Garcia Lorca nasceu em 1898 e morreu, fuzilado pelos
franquistas, em Agosto de 1936. O que esta morte nos dá hoje
são sobretudo respostas. Respostas às dúvidas sobre a
dimensão e o carácter da barbárie.
Os cães de guarda do fascismo elaboraram durante muitos anos um
processo tendente a mascarar os motivos fundos que teriam
conduzido ao fuzilamento de Lorca. Teria sido um engano, um erro,
lamentado pelo próprio Franco, algo provocado por causas
várias, entre as quais a homossexualidade de Lorca que provocava
absurdas reacções da parte de um tal comandante Valdez Gusmán,
macho ibérico decidido e único responsável pela morte.
Procurava-se assim camuflar a verdade evidente. Quem fuzilou
Lorca foi o fascismo.
Lorca foi preso a 16 de Agosto de 1936 por Ruiz Alonso que tinha
sido anteriormente deputado da coligação de direita, liderada
por Gil Robles, esse mesmo que, ministro da guerra, nomeou, em
1935, Franco como chefe de Estado-Maior. Preso e entregue
directamente ao comandante Gusmán. Este, por sua vez, recebeu
instruções directas da alta hierarquia fascista, no caso do
general Queipo de Llano, no sentido de fuzilar o poeta.

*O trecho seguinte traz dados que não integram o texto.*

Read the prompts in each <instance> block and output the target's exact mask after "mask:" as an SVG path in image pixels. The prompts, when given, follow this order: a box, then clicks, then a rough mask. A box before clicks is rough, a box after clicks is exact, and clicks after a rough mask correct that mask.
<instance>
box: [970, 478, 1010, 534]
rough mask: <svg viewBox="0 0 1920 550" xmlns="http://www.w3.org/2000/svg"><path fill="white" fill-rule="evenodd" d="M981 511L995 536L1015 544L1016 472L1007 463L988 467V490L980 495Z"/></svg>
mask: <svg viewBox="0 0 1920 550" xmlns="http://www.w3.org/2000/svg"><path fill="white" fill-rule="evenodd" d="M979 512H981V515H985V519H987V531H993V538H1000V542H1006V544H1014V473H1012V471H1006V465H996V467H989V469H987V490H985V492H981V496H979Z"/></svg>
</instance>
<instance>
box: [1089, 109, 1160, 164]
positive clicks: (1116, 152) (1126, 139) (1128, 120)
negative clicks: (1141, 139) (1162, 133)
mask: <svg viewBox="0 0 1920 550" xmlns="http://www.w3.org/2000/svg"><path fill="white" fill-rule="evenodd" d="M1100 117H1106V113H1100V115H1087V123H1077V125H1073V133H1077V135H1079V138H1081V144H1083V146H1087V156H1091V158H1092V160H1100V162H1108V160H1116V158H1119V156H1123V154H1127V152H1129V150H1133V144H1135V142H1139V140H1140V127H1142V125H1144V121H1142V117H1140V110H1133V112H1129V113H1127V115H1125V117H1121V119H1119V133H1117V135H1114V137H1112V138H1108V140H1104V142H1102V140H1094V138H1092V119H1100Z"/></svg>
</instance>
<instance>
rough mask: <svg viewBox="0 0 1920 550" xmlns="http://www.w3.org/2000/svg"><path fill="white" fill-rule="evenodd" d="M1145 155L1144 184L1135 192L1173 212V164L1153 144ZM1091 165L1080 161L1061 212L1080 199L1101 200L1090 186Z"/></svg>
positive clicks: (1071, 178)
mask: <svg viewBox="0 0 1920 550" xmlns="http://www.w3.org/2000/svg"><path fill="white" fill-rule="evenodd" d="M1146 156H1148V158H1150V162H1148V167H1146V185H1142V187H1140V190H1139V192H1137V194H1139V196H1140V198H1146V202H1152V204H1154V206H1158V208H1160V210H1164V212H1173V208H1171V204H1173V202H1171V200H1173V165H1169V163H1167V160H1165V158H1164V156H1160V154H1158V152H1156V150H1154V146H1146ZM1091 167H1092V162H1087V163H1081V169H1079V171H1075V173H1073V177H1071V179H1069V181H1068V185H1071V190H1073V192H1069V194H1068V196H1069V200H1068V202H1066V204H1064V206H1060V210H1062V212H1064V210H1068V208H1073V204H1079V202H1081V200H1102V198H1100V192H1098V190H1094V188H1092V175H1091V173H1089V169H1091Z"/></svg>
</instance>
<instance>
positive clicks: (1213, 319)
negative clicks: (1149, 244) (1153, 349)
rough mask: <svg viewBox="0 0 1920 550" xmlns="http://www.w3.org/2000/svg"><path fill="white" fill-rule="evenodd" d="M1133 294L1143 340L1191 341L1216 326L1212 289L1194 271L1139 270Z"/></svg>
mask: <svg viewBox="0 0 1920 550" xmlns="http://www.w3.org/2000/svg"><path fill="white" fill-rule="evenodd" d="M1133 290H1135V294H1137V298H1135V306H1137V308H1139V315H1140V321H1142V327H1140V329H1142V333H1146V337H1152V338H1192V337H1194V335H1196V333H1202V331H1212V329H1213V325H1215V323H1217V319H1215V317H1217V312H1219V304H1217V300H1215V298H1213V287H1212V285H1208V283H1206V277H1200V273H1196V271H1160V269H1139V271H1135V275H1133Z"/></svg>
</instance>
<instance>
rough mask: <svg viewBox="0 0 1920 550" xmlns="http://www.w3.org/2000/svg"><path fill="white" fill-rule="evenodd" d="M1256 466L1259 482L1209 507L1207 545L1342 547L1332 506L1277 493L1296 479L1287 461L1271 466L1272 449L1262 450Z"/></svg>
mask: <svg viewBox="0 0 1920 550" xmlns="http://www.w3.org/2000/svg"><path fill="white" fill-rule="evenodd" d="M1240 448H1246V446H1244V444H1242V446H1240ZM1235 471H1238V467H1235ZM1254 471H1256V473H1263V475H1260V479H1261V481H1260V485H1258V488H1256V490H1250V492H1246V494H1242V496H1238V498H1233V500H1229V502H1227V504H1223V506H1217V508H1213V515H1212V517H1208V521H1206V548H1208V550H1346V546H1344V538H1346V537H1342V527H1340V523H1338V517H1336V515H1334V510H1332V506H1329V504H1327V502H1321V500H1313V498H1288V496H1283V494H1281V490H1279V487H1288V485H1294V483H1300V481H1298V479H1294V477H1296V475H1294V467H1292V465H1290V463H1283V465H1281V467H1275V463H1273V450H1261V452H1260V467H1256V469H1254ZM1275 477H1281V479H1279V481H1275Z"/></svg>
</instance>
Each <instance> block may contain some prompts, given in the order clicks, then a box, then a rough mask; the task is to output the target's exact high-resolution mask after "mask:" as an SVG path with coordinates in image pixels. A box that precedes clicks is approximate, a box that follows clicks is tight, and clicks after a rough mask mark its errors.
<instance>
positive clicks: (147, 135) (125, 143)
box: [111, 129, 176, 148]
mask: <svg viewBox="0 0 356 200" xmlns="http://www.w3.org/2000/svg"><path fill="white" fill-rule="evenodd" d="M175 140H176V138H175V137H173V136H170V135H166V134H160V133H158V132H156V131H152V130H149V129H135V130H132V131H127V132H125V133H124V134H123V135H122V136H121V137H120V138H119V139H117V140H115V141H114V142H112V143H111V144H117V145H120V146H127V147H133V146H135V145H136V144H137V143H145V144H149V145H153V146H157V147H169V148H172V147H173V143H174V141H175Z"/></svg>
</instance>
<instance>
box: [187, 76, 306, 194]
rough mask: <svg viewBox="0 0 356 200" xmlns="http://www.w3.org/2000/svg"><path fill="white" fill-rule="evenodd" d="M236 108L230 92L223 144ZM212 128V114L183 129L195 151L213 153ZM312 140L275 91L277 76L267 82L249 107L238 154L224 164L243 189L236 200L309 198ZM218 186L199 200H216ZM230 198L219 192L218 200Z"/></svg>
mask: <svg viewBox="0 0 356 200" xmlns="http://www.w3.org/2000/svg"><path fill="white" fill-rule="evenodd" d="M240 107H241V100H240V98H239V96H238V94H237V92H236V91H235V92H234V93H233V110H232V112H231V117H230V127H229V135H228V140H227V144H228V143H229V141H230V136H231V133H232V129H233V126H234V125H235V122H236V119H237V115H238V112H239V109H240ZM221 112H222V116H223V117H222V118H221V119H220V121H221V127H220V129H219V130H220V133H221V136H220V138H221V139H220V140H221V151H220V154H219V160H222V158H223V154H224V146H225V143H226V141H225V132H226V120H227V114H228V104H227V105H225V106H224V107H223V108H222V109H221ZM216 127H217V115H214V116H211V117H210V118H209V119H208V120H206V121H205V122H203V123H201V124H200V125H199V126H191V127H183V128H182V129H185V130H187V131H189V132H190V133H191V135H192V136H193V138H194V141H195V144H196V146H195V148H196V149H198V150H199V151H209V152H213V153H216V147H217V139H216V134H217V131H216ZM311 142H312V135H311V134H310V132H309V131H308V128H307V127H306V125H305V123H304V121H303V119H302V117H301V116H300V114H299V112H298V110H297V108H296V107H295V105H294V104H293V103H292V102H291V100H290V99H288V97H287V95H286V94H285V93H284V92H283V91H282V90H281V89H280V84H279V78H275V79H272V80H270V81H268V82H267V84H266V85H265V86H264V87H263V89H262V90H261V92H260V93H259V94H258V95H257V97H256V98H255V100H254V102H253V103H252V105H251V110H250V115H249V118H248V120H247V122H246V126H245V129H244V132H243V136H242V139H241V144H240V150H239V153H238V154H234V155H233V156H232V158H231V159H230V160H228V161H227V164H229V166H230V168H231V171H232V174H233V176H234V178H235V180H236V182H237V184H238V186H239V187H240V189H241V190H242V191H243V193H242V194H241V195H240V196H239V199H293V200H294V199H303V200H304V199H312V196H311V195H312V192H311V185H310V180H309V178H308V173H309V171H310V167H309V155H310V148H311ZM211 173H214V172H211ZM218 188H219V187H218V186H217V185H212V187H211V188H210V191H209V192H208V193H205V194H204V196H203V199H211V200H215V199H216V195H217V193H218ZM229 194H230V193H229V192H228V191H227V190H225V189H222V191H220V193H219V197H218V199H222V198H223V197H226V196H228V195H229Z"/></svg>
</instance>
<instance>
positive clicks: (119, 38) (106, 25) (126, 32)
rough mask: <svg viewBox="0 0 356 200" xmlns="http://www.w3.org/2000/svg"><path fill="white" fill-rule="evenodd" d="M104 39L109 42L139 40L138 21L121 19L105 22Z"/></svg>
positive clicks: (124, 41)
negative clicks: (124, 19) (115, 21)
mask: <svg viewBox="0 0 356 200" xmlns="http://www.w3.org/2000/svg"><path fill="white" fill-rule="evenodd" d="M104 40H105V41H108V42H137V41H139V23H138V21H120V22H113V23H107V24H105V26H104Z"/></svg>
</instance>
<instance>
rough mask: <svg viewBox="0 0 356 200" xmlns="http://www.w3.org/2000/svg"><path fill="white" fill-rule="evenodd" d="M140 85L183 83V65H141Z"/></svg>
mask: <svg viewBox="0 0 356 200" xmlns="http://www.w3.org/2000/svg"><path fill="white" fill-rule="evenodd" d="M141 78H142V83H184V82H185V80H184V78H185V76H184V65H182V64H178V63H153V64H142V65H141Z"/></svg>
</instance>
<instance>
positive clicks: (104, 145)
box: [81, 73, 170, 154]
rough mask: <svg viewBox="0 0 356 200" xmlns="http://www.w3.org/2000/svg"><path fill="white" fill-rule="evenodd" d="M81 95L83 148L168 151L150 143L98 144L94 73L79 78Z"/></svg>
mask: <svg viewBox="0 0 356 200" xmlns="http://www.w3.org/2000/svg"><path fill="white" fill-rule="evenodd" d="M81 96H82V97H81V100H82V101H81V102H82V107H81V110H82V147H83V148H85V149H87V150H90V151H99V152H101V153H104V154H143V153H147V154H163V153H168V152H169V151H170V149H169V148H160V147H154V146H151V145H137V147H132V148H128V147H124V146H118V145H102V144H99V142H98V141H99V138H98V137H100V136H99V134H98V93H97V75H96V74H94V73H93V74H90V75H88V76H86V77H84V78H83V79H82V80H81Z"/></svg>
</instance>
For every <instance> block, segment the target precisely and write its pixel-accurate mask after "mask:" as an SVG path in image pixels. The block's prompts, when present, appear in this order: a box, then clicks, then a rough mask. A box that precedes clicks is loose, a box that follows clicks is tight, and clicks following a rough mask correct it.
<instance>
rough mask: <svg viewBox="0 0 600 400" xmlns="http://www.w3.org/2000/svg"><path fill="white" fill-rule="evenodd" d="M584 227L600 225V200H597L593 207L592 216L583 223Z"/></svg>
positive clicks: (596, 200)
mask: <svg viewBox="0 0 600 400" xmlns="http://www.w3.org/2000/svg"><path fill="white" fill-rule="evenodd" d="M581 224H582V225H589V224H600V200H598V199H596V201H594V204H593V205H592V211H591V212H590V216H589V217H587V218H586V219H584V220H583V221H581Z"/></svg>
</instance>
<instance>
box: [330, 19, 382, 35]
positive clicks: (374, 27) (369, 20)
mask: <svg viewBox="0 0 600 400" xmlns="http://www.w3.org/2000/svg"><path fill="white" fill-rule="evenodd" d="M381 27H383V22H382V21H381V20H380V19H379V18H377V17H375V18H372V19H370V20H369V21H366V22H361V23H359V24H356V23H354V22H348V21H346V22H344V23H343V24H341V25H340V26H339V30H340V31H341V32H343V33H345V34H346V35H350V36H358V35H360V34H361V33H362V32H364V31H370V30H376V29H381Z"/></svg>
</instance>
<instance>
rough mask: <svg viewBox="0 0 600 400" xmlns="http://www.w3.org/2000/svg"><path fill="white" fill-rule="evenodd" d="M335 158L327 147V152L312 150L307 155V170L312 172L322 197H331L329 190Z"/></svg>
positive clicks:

Dêem-lhe café, foi a ordem dada por Queipo de
Llano, quando o informaram que Lorca tinha sido preso. O Queipo
de Llano ridículo da peça de Rafael Alberti, o de Rádio
Sevilha, um fascista impiedoso muito próximo de Franco. E que
sabia o que Lorca representava no campo da esquerda, no campo dos
trabalhadores, no campo da humanidade.
Lorca, de resto, não foi fuzilado sózinho: no dia 18 de Agosto
de 1936 cumpriu-se a paixão do poeta. Com ele foram assassinados
também Diósoro Gonzales, um professor, e dois bandarilheiros da
esquerda, Joaquim Arcollas e Francisco Galadi. Era o fascismo com
a mão na massa.
O Lorca que foi morto, logo nos primeiros dias da Guerra Civil,
foi o intelectual, o poeta e o dramaturgo. O criador de
Bodas de Sangue, da Yerma, da
Sapateira Prodigiosa, de Maria Pineda, de
A Casa de Bernarda Alba e de outros textos. Foi o
criador de La Barraca, com os seus espectáculos
dados em Alicante, em Granada, na Galiza, nas Astúrias, em
Barcelona, ante os protestos da direita que, sejam quais forem as
roupagens de que se veste, es siempre la derecha.
Foi o poeta que um dia escreveu que:
(..) nós queremos o pão nosso de cada dia,
flor de amieiro perene de ternura debulhada,
porque nós queremos que se cumpra a vontade da terra
que dá seus frutos para todos.
Quem foi fuzilado foi o homem cujo coração batia ao ritmo do
coração do seu povo. Foi a grande amizade que unia o poeta aos
intelectuais comunistas. Foi aquele mesmo que tinha aderido ao
Comité de Amigos de Portugal, que desenvolvia acções de
solidariedade para com as vítimas, os perseguidos da ditadura
salazarista.
O homem que dizia que era revolucionário porque não há
verdadeiros poetas que não sejam revolucionários. Nenhum homem
verdadeiro acredita já nessas ninharias da arte pura, a arte
pela própria arte. Neste momento dramático do mundo, o artista
deve chorar e rir com o seu povo.
E foi isto que o fascismo, que a direita, a tal que é
sempre direita fuzilou. Porque as circunstâncias lhe
eram propícias. O fascismo aprestava-se a dominar a Europa. Não
se tratava portanto, nessa altura, de combater o povo e os
trabalhadores. Tratava-se de os aniquilar. Como sempre a direita
faz. Quando pode.
Cem anos passados sobre o seu nascimento Lorca está entre nós.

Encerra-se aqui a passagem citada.